HARRISBURG—Attorney General Josh Shapiro today announced the arrest of two individuals for seeking sexual contact with undercover law enforcement agents posing as minors. These arrests are the result of an undercover investigation conducted by the Office of Attorney General and Robinson Township Police concerning online child exploitation and human trafficking throughout western Pennsylvania.
“Our Organized Crime Unit has been very active in investigating human trafficking cases across Pennsylvania, and will continue to prosecute offenders who exploit children and create a market for human trafficking,” said Attorney General Shapiro. “Thanks to strong collaboration with our local law enforcement partners, we will hold these individuals accountable for their crimes, and uncover child predators – wherever we find them.”
On April 22, 2021, agents from the Office of Attorney General (OAG) and Robinson Township Police arrested John Carter, 58, for his efforts to solicit sexual services from an agent posing as a minor boy and an adult male trafficker.

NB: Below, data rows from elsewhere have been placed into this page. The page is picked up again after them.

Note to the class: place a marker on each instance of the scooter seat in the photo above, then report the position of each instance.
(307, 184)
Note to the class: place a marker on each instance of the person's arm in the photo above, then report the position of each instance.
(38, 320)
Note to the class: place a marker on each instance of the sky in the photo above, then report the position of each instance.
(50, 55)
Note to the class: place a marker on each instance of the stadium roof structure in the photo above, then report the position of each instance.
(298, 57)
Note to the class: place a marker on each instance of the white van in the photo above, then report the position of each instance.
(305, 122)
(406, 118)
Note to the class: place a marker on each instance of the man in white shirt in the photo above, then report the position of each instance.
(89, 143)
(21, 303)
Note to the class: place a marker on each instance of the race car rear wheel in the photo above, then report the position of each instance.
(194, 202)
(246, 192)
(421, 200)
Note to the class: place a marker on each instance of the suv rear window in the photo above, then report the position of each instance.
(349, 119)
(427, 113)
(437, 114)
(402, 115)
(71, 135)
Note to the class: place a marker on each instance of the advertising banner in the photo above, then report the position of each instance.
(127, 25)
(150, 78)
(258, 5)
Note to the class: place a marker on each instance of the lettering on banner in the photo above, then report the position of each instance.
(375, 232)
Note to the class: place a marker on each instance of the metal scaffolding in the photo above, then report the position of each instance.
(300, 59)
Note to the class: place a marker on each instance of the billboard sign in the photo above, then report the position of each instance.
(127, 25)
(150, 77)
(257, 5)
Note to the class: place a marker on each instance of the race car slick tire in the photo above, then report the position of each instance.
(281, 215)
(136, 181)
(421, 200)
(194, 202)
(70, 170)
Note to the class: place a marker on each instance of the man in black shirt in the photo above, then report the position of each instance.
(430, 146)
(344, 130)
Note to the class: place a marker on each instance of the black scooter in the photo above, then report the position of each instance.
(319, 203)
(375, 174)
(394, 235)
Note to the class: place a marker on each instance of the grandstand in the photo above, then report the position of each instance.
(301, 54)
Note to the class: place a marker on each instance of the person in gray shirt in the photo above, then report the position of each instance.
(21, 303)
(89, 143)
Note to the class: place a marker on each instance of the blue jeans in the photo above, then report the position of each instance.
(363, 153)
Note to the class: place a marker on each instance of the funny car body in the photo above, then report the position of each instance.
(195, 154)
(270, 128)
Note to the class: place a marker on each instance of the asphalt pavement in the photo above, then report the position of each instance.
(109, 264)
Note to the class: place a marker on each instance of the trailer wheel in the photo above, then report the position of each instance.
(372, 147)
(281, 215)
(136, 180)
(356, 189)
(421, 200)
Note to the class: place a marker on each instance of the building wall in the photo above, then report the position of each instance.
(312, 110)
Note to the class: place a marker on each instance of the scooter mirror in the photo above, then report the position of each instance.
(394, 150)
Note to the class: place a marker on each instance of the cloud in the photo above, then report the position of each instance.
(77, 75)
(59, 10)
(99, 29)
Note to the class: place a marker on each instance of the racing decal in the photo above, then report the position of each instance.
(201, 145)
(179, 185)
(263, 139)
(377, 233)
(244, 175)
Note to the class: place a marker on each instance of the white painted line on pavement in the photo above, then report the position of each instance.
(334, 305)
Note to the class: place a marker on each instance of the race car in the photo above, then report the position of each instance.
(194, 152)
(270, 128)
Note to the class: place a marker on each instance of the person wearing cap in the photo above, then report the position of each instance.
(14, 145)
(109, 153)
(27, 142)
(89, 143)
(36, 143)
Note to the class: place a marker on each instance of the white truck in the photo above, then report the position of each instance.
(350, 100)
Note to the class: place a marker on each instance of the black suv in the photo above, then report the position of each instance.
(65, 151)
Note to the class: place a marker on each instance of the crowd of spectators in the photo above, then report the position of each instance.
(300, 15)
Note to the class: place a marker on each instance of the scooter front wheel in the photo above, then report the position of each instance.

He is being charged with one count of Unlawful Contact with a Minor, one count of Attempted Patronizing a Victim of Sexual Servitude, one count of Attempted Involuntary Deviate Sexual Intercourse and one count of Criminal Use of a Communications Facility.
The next day, as part of a similar investigation, agents and Robinson Township Police also arrested Simon Whaby, 55, for his efforts to solicit sexual services from an agent posing as a minor and an adult trafficker. He is being charged with one count of Unlawful Contact with a Minor, one count of Attempted Patronizing a Victim of Sexual Servitude, one count of Attempted Statutory Sexual Assault, and one count of Criminal Use of a Communication Facility.
The cases are being prosecuted by Senior Deputy Attorney General Summer Carroll. All charges are accusations, and the defendants are presumed innocent unless and until proven guilty. Both preliminary hearings will be held on May 11, 2021. This investigation was assisted by the OAG’s Child Predator Section. When any individual is involved in or benefits from selling a minor for sex, that is considered human trafficking under state and federal laws. These defendants agreed to pay a minor for sex knowing they were a victim of human trafficking.
Earlier this month in Washington County, the OAG announced the guilty verdict in a separate human trafficking case. The defendant, St. Patrick Earl Levy, was found guilty of two counts of felony human trafficking of a minor and all underlying counts of promoting prostitution, corruption of minors and living off of prostitutes. The case was prosecuted by Senior Deputy Attorney General Katherine Wymard.